Prof. Jean-Pierre Changeux is Emeritus Professor of Neuroscience at the Institut Pasteur and Professor in the chair of Cellular Communications at the Collège de France and Honorary President of the Neuroscience Department at Institut Pasteur. Since 2006, he is International Faculty at the Kavli Institute for Brain & Mind, University of California (San Diego).
In his early work, as a student of Jacques Monod, Changeux made essential discoveries with the bacterial enzyme L-threonine deaminase on the experimental basis and theoretical foundation of allosteric interactions between topographically distinct sites as a general mechanism of signal transduction mediated by specific conformational changes. Subsequently, Changeux extended these views to the receptors for neurotransmitters involved in synaptic transmission.
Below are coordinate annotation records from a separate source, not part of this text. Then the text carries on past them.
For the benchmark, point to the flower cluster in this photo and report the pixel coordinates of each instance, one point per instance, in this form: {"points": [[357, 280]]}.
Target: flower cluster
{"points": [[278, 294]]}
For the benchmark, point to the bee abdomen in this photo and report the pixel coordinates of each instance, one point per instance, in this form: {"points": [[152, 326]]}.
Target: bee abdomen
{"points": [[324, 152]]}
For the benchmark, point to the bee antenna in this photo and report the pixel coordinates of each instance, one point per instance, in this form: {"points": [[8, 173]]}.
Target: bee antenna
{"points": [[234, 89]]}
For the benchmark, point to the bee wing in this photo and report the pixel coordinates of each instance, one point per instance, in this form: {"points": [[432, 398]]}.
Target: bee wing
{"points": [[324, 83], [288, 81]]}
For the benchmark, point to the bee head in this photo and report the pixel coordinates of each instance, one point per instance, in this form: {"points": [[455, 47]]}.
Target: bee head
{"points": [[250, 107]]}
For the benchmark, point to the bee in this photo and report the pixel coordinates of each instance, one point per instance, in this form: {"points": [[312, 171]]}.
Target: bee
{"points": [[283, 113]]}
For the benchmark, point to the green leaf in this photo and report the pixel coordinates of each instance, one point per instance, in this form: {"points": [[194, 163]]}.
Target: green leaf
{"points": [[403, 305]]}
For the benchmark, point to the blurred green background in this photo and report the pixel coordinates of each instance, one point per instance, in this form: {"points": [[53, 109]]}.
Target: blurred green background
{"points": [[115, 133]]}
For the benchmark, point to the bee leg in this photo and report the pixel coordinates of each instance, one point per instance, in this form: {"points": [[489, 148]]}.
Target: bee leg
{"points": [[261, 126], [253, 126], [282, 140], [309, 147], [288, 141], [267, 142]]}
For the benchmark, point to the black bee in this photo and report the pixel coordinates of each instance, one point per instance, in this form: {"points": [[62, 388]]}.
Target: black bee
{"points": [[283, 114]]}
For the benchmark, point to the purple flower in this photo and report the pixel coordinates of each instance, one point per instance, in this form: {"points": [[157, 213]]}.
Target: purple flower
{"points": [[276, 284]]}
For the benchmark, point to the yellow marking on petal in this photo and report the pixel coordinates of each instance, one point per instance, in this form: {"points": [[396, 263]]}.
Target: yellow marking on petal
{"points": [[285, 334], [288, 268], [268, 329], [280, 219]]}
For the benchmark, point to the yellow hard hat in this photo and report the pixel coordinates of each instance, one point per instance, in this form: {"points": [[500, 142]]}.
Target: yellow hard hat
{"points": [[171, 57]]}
Together with his group, he made the decisive steps in the identification of the acetylcholine nicotinic receptor, the first neurotransmitter receptor linked to a ion channel, and unravelled the main features of its functional organization (in particular its active site and ion channel) as well as the mechanisms of its activation and short-term regulation, in particular by desensitization, thus substantiating its properties as "allosteric membrane protein".
Furthermore, Changeux and his collaborators have proposed a model of epigenesis of neural networks by selective stabilization of synapses, and analyzed in these terms the molecular mechanisms involved in the regulation of acetylcholine receptor genes expression during the development of the motor endplate. These issues are of relevance for the understanding of long term synaptic plasticity.
In the field of cognition, Changeux original extension of the selectionist scheme to the epigenesis of neuronal networks and to higher brain functions has inspired a number of theoreticians and experimentalists. In this respect, his book L'homme neuronal, 1983, Librarie Arthème Fayard, was widely acclaimed by scientist from very different disciplines.
His seminal work on the nicotinic receptor has pioneered new fields of research in signal transduction mechanisms, molecular pharmacology and pathology of chemical communications in the nervous system.
The title of his contribution to the Cajal Conference is From Molecular Biology to Cognitive Function: The Nicotinic Receptor.